Since then, I have followed a “trans-natural” path, supporting others in their choices but not choosing hormones or surgery for myself. I was aware that no intervention would let me pass as having gone through puberty as a female, making my birth sex totally invisible.
This has forced me into claiming a trans voice which has been able to help those who tried to claim womanhood but found that their body and their history just didn’t make that possible. I encouraged them to own their own story, to change their own mind, and to claim their own power.
I have always, though, argued against the notion of creating some kind of third sex/third gender box. It seems to marginalize us as “other,” outside of everything.
Beyond that, what would that sex/gender mean? Transpeople are so individual that no one box can contain us all, unless it is the box marked “human.” From transmen to genderqueers, from femmes to whatever, we are not easily lumped together.
I tried to be happy being a queer, playful gender variant man, but it was clear by the early 1990s that didn’t fit me. I stopped identifying as a man at all. I understood that was the box I was put in, but I knew it wasn’t me.
Sure, it was easier to stay on the fringes of manhood than to claim womanhood, even as my mind changed. I was man, I was not man, I was woman, I am not woman. I listened to stories across the board and found connections, ways to understand the unique map of my own heart. I found my own way past the assumptions of gender to claim a more continuous common humanity.
When I present as a woman, which includes looking as female as possible, I do it for one simple reason: I know that my view of the world and my choices are much, much more the choices of a woman than of a man.
While, as a femme, I love looking pretty and even having curves, like most women, I know that as long as people see me as male bodied they will tend to not be able to engage the contents of my heart.
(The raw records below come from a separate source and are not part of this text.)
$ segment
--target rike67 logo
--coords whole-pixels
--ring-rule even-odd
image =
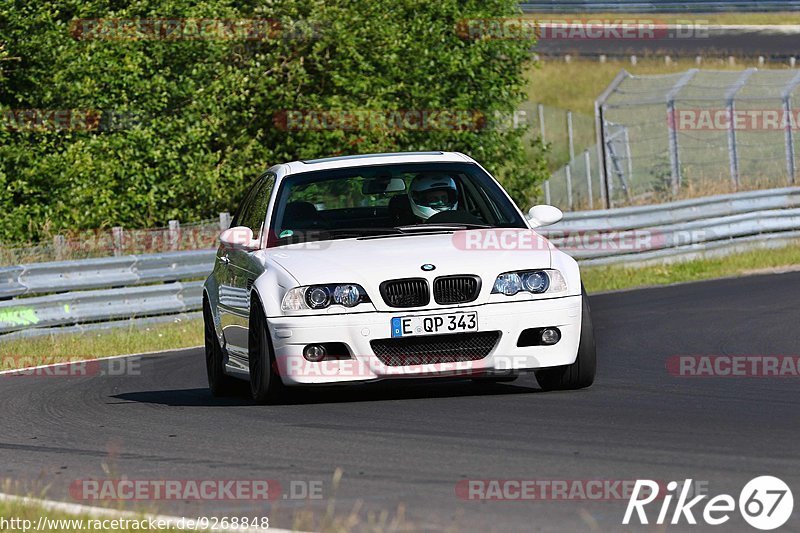
[[[712,526],[719,526],[730,520],[731,514],[737,508],[737,502],[733,496],[720,494],[710,498],[704,502],[705,505],[702,505],[701,502],[708,498],[708,495],[701,494],[689,499],[691,486],[691,479],[687,479],[682,486],[677,481],[667,483],[667,493],[661,501],[656,524],[675,525],[683,520],[687,524],[697,524],[698,517],[695,516],[695,513],[706,524]],[[645,507],[658,498],[658,487],[656,481],[636,480],[633,494],[628,500],[628,507],[622,519],[623,524],[631,523],[634,512],[640,524],[650,523]],[[679,487],[681,487],[680,490],[678,490]],[[679,492],[680,494],[678,494]],[[670,507],[676,496],[677,501],[670,518]],[[742,492],[739,493],[738,508],[742,518],[748,524],[756,529],[767,531],[779,528],[789,520],[794,509],[794,498],[791,489],[782,480],[773,476],[760,476],[748,481]]]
Their assumptions about sex and gender, about the averaging that creates a ludicrous, heterosexist binary, will override any truth I try to express.
I like dressing to express who I am, but I know that’s not my primary goal when presenting as a woman. I have to, in that case, work to erase as much maleness as possible so that the noise of my body doesn’t overwhelm the singing of my heart.
It is an enormous treat to be with other grown-up queer people who see the world like Shaw’s tailor, measuring everyone anew when they meet, trusting the contents and not the package. These people look at eyes, listen to words, value choices and don’t need a pronoun label to take each and every person they meet as a powerful, gorgeous individual.
The struggle to be visible in a world where binaries are imposed by deep and thoughtless habit is an incredible challenge to me. I never know what other people assume from what they see, never know when the third gotcha will kick in.
Have I hidden enough? Have I revealed too much? Have I reached out too far? Have I not confidently projected my choices? How have I failed in my expression today? These are all the prices of concealment, of attenuation, of the inevitable failure that comes from having to hide rather than be boldly and powerfully yourself.
The price of being “other” is written deeply and painfully in my experience. Other is to be without standing, neither this nor that, something on the margins without the imprimatur of real humanity.
I don’t want to be other. I don’t want to have to go back and be man, either; that just doesn’t fit. So, if there are no other choices, well, bugger me.
There are limits to eccentric, as I know from having reached them.
I know why a third box to throw the dregs into seems like a kind and charitable option, a way to keep the good old binary heterosexist system going while allowing the abject and odd to have a little shack at the back just for their kind.
I just also know the price of that is the price of smashing the dreams every transperson had as a kid, the simple dream of being seen for who they are inside.
And that, well, that hurts each of us.